- Wetonka, South Dakota
- Location in McPherson County and the state of South Dakota
- Coordinates: 45°37′28″N 98°46′18″W﻿ / ﻿45.62444°N 98.77167°W
- Country: United States
- State: South Dakota
- County: McPherson
- Incorporated: 1910

Area
- • Total: 0.25 sq mi (0.64 km^{2})
- • Land: 0.25 sq mi (0.64 km^{2})
- • Water: 0 sq mi (0.00 km^{2})
- Elevation: 1,470 ft (450 m)

Population (2020)
- • Total: 16
- • Density: 65.0/sq mi (25.08/km^{2})
- Time zone: UTC-6 (Central (CST))
- • Summer (DST): UTC-5 (CDT)
- ZIP code: 57481
- Area code: 605
- FIPS code: 46-70740
- GNIS feature ID: 1267650

= Wetonka, South Dakota =

Wetonka (Dakota: wi-tȟáŋka; "Big Sun") is a town in McPherson County, South Dakota, United States. The population was 16 at the 2020 census.

Wetonka was laid out in 1906.

==Geography==

According to the United States Census Bureau, the town has a total area of 0.25 sqmi, all land.

==Demographics==

Historical population
| Census | Pop. | Note | %± |
| 1920 | 164 |  | — |
| 1930 | 111 |  | −32.3% |
| 1940 | 109 |  | −1.8% |
| 1950 | 115 |  | 5.5% |
| 1960 | 46 |  | −60.0% |
| 1970 | 31 |  | −32.6% |
| 1980 | 22 |  | −29.0% |
| 1990 | 12 |  | −45.5% |
| 2000 | 12 |  | 0.0% |
| 2010 | 8 |  | −33.3% |
| 2020 | 16 |  | 100.0% |
U.S. Decennial Census 2013 Estimate

===2010 census===
As of the census of 2010, there were 8 people, 3 households, and 3 families residing in the town. The population density was 32.0 PD/sqmi. There were 3 housing units at an average density of 12.0 /sqmi. The racial makeup of the town was 100.0% White.

There were 3 households, of which 33.3% had children under the age of 18 living with them and 100.0% were married couples living together. 0.0% of all households were made up of individuals. The average household size was 2.67 and the average family size was 2.67.

The median age in the town was 57.5 years. 12.5% of residents were under the age of 18; 0.0% were between the ages of 18 and 24; 12.5% were from 25 to 44; 37.5% were from 45 to 64; and 37.5% were 65 years of age or older. The gender makeup of the town was 62.5% male and 37.5% female.

===2000 census===
As of the census of 2000, there were 12 people, 4 households, and 4 families residing in the town. The population density was 48.8 PD/sqmi. There were 7 housing units at an average density of 28.5 /sqmi. The racial makeup of the town was 100.00% White.

There were 4 households, out of which 25.0% had children under the age of 18 living with them, 100.0% were married couples living together, and 0.0% were non-families.

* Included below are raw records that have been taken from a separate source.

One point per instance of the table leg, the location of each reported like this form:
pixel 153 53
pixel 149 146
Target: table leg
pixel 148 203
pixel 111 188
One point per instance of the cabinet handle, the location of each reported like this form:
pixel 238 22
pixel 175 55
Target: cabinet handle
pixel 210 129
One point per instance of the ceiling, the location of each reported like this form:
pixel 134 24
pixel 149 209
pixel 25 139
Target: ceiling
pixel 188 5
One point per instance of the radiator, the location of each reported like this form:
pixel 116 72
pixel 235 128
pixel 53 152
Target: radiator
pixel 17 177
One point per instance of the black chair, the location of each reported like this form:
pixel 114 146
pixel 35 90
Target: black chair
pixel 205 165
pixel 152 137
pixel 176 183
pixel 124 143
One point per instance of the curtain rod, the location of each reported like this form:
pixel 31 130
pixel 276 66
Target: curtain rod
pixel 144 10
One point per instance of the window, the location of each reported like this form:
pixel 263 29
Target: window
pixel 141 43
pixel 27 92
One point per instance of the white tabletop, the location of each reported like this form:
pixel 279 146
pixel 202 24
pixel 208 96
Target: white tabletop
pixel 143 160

No households were made up of individuals, and none had someone living alone who was 65 years of age or older. The average household size was 3.00 and the average family size was 3.00.

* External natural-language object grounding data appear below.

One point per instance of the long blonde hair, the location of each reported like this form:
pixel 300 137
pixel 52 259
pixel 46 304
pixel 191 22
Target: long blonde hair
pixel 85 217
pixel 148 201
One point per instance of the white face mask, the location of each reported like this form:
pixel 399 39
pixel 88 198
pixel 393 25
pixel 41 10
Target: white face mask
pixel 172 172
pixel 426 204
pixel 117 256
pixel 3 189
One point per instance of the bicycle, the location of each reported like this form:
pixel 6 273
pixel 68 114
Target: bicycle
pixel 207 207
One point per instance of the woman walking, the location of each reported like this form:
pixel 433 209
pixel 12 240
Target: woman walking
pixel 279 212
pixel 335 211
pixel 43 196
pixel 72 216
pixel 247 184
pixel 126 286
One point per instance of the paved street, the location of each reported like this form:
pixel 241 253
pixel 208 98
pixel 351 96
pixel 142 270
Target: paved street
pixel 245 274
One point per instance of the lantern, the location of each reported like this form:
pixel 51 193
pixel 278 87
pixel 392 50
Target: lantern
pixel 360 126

In the town, the population was spread out, with 16.7% under the age of 18, 25.0% from 25 to 44, 41.7% from 45 to 64, and 16.7% who were 65 years of age or older. The median age was 49 years. For every 100 females, there were 100.0 males. For every 100 females age 18 and over, there were 100.0 males.

The median income for a household in the town was $25,417, and the median income for a family was $25,417. Males had a median income of $23,750 versus $0 for females. The per capita income for the town was $13,144. None of the population or families were below the poverty line.